Looking for solvers like Matlab's fsolve for Julia


#1

I am looking for a tutorial/package for a solver in Julia that is similar to fsolve in Matlab. My problem is mostly that I have a system of equations that I want to find a solution for. My system of equation however takes a vector of variables are given, which need to be included but are not to be solved for.

Thank you very much!


#2

NLsolve.jl

You can use a closure for parameters. my_closure = (t,u) -> f(t,u,2.0) encloses 2.0. Anonymous functions are fast in Julia so this is fine.


#3

This is solved with a closure. If you have a function f(x,p) where p is a parameter you can easily create a new function f2(x) = f2(x, p) which “closes over” p.
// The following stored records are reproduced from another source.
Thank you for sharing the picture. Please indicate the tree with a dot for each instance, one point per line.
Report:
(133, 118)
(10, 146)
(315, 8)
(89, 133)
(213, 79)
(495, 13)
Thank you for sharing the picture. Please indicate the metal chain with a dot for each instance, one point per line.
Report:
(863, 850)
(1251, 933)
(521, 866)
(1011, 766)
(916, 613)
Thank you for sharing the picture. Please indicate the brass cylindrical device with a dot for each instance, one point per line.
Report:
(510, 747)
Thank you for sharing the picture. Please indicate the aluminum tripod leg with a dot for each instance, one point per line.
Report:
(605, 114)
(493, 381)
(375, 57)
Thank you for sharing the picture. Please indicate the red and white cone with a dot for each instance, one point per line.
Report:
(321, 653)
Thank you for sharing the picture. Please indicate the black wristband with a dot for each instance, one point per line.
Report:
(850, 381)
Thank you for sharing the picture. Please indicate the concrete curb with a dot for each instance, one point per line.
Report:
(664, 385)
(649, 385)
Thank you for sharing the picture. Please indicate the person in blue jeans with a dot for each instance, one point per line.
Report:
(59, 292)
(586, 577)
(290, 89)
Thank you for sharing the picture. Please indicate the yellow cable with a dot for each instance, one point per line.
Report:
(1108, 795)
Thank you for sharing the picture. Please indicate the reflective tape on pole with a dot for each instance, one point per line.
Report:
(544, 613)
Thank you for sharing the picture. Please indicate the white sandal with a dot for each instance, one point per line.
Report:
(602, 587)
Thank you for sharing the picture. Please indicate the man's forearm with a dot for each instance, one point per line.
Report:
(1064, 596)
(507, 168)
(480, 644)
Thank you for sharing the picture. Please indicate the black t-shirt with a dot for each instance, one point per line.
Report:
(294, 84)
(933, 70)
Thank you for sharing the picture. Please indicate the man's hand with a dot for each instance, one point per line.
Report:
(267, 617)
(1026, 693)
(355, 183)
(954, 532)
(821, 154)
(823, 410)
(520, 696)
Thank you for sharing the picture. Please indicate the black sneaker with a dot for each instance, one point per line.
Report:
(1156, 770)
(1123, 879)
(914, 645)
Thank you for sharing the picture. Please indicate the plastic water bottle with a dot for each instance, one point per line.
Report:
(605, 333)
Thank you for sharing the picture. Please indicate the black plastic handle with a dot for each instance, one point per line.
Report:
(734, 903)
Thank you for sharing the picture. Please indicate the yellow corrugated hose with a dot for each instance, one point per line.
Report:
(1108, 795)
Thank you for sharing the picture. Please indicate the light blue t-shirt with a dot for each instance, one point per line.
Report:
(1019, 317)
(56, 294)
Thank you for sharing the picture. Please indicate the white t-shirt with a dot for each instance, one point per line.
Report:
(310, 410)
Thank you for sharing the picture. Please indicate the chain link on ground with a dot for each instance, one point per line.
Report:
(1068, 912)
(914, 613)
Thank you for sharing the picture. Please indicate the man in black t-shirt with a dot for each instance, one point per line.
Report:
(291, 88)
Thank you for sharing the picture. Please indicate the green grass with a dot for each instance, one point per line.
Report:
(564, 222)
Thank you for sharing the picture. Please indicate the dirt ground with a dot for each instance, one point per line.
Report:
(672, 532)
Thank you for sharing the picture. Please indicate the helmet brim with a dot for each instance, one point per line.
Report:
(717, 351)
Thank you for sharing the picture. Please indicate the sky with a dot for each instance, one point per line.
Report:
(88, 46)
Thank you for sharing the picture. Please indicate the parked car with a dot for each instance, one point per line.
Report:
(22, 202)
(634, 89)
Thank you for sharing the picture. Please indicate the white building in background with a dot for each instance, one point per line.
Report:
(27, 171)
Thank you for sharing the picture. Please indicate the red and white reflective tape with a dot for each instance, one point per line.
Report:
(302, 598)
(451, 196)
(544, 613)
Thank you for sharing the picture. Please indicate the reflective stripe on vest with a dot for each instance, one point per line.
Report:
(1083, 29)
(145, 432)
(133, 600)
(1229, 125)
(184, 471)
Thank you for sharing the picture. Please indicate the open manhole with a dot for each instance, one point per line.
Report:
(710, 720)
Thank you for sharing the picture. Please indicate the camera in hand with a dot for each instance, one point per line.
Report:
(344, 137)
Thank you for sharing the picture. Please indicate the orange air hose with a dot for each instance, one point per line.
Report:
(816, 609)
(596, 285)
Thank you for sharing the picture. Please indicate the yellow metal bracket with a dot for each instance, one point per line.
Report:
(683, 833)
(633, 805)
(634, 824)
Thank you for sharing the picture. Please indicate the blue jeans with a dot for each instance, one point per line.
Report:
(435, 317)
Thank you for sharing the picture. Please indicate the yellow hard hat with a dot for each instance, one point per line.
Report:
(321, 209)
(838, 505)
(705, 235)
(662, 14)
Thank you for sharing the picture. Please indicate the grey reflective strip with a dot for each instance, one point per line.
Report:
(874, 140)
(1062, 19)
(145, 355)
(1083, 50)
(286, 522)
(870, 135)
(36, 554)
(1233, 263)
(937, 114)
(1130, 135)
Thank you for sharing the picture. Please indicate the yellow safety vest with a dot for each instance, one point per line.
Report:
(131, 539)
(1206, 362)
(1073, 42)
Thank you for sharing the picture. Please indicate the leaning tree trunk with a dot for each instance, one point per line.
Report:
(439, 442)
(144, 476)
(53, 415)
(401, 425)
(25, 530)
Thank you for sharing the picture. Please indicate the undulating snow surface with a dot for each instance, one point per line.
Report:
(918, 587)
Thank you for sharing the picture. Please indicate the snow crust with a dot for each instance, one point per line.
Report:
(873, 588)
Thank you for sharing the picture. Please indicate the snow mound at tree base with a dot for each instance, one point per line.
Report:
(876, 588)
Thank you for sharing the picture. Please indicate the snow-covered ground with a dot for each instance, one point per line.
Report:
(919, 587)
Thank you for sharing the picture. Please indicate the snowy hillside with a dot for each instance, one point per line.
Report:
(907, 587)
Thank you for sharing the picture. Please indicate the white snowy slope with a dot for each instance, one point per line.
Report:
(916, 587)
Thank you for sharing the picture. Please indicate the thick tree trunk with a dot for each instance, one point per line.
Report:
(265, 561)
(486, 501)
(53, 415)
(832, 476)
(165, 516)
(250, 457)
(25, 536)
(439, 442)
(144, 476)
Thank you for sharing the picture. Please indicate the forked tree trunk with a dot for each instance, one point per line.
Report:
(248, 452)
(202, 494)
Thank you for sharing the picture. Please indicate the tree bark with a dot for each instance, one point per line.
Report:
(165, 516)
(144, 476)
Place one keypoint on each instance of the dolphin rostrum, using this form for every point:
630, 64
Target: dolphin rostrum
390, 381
See https://stackoverflow.com/documentation/julia-lang/5724/closures#t=201706061159301647931, https://docs.julialang.org/en/stable/devdocs/functions/#closures.


#4

Thanks a lot :slight_smile:


#5

For anyone that is interested in a minimal example, although of course you don’t need NLsolve to solve those equations :slight_smile:

using NLsolve
f! = function (x,dx,a) # we want to find roots for f
  dx[1] = x[1] - a[1]
  dx[2] = x[2] - a[2]
end
a = [1;5]
g!(x,dx) = f!(x,dx,a) # g is our closure for a specific a

res = nlsolve(g!,[1.0;1.0])
res.zero # should give out [1;5] as the solution

#6

Never saw this syntax for defining generic functions before. It’s interesting


#7

It’s not actually a generic function (since you can’t easily define other methods), it’s just an anonymous function bound to a variable.


#8

Note that with NLsolve’s newest version the input should be flipped so that way it’s (dx,x).


#9

Oh yeah that’s true, it’s an anonymous function. Makes more sense, syntax wise. Got confused at first because the output said “(::#1) (generic function with 1 method)”


#10

I should have been more careful: the machinery underlying generic and anonymous functions is the same. The main practical difference is that generic functions give a const binding, which allows you to add more methods, e.g. a regular binding gives:

julia> f = x -> x+1
(::#1) (generic function with 1 method)

julia> f(x,y) = 2
ERROR: cannot define function f; it already has a value

But if you make it const:

julia> const f = x -> x+1
(::#1) (generic function with 1 method)

julia> f(x,y) = 2
(::#1) (generic function with 2 methods)

The only remaining difference between this and the usual definition is the lack of a function name (which is really only for user convenience).